Nulla di “buono e bello”, quindi? No. Affatto. Il bicchiere mezzo pieno c’è. Parlo di Intesa San Paolo, banca che sta uscendo, come promesso, dal circuito delle Banche Armate. Nell’ultima relazione aveva solo poche migliaia di euro. Quasi promossa, a differenza di Unicredit che continua sia a finanziare il Meeting e sia a rimanere nella top ten dei finanziatori del mercato d’armi…..di nuove guerre ne sentivamo proprio il bisogno!
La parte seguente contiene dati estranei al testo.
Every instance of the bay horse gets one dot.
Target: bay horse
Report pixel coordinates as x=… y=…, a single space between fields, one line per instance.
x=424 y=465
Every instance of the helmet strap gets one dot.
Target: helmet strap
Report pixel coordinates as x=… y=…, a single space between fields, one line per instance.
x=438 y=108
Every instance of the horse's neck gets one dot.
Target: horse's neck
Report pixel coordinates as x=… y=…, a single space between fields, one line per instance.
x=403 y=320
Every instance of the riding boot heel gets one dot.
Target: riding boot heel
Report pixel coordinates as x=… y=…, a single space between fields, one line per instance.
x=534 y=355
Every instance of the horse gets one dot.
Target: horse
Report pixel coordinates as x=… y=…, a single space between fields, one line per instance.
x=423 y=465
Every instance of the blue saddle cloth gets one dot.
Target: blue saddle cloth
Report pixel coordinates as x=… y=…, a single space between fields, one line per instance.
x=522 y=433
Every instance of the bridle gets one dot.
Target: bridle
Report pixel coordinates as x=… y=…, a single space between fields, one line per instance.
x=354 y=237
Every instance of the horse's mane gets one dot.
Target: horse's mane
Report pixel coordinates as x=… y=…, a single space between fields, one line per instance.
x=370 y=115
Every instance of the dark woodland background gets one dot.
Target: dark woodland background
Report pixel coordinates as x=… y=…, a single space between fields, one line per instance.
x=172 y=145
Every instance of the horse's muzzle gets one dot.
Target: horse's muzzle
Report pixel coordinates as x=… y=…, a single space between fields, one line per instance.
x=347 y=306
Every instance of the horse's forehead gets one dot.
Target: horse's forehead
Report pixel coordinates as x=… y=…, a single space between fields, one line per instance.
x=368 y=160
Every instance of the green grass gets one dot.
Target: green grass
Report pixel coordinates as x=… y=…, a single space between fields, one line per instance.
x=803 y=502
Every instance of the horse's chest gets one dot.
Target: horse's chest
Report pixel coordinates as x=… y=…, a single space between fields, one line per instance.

Poi E-vai un’azienda lombarda di car sharing ecologico che propone sistemi innovativi ed alternativi all’auto privata….Pieni voti. Il Conai – Consorzio Nazionale Imballaggi che ha un’attenzione quasi spasmodica alla raccolta differenziata. Ed infine Unilever che ha accettato i suggerimenti di Greenpeace per uscire dallo sfruttamento delle foreste pluviali asiatiche.
Questi ultimi sponsor dimostrano che se si vuole “un altro mondo possibile”….si può.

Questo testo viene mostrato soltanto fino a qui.